Newsletter, Issue 14

Through my relationship training and supervision, I have learned and continue to learn a lot about sexuality that has helped me for the first time understand my own experience more and opened up a new potential for intimacy. I should emphasise the word potential before you conjure up an image of perfection as I am just like everyone else with my own hang ups and stuff to work through, experiencing times of connection and joy and times of disconnection and pain in relationship. It’s most definitely a journey.

Parents Teach About Sexuality Whatever They Say or Do

A key discovery for me has been that we learn to regulate our sexual energy in relationship, and that the first relationship we learn this in is with our parents. Just take a moment to reflect on what your parents taught you about your sexual energy? Perhaps as you entered adolescence you were lucky and your parents knew what to do or say, or at least enough to support your newfound sexual energy. Alternatively, perhaps like many they didn’t know how.

Just think back.

* What did you want from your mother and father when you reached puberty?

* What were the differences in what you wanted from each of them based on their gender?

* What might they have said to acknowledge the man or woman you were becoming?

* How might they have celebrated and welcomed the changes in your body and your newfound sexuality?

Perhaps you would have wanted to be treated differently to acknowledge your new sexual energy as the hormones hit. Perhaps to feel a new respect of your personal space and privacy where they knocked on your door and waited for permission to come in, and left you to tidy your personal things. Perhaps to hear you were beautiful or handsome in your body despite your own discomfort or fears at the changes taking place.

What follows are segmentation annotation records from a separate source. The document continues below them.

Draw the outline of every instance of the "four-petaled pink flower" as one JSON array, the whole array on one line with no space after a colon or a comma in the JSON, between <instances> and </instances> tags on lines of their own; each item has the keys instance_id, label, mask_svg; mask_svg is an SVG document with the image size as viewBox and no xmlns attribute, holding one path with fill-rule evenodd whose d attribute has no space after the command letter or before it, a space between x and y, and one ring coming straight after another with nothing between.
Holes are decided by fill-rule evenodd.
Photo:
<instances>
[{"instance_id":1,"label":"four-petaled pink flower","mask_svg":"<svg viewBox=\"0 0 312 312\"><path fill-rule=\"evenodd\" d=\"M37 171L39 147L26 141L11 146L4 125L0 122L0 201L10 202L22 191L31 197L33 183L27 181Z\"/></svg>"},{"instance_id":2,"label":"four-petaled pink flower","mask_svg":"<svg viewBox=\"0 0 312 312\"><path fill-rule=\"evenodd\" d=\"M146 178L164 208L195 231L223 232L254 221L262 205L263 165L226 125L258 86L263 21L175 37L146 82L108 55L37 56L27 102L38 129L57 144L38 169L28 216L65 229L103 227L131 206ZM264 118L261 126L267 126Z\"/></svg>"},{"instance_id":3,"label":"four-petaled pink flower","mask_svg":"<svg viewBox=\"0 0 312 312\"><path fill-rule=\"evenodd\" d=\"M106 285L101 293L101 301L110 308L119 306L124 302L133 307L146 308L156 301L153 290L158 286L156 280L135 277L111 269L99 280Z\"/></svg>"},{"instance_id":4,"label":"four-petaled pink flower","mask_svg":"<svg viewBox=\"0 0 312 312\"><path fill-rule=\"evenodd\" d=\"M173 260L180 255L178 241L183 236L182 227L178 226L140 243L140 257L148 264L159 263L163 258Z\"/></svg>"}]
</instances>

Perhaps to hear some wisdom from your mother, if you’re a woman, or your father, if you’re a man, about what it means to move from childhood into adulthood.

Reflecting on this opens doors, some of which we may struggle to hold open without support, so be compassionate and gentle with yourself, and with your partner if you reflect on it together. After all, there will be a link between your experience in adolescence with your parents and your adult sexual experience and sex life today. Perhaps discussing this with your partner will bring you closer and increase your mutual understanding of each other’s needs around intimacy and in bed, though it is likely to be scary too.

And if you have children who are heading towards or in adolescence, know you are not alone and all parents find it a challenging time. Perhaps these questions can give you a different lens to look at things through your own experience, and stimulate new discussions with your partner that may give you different choices or clarity as parents.

All the best wherever you are on the journey.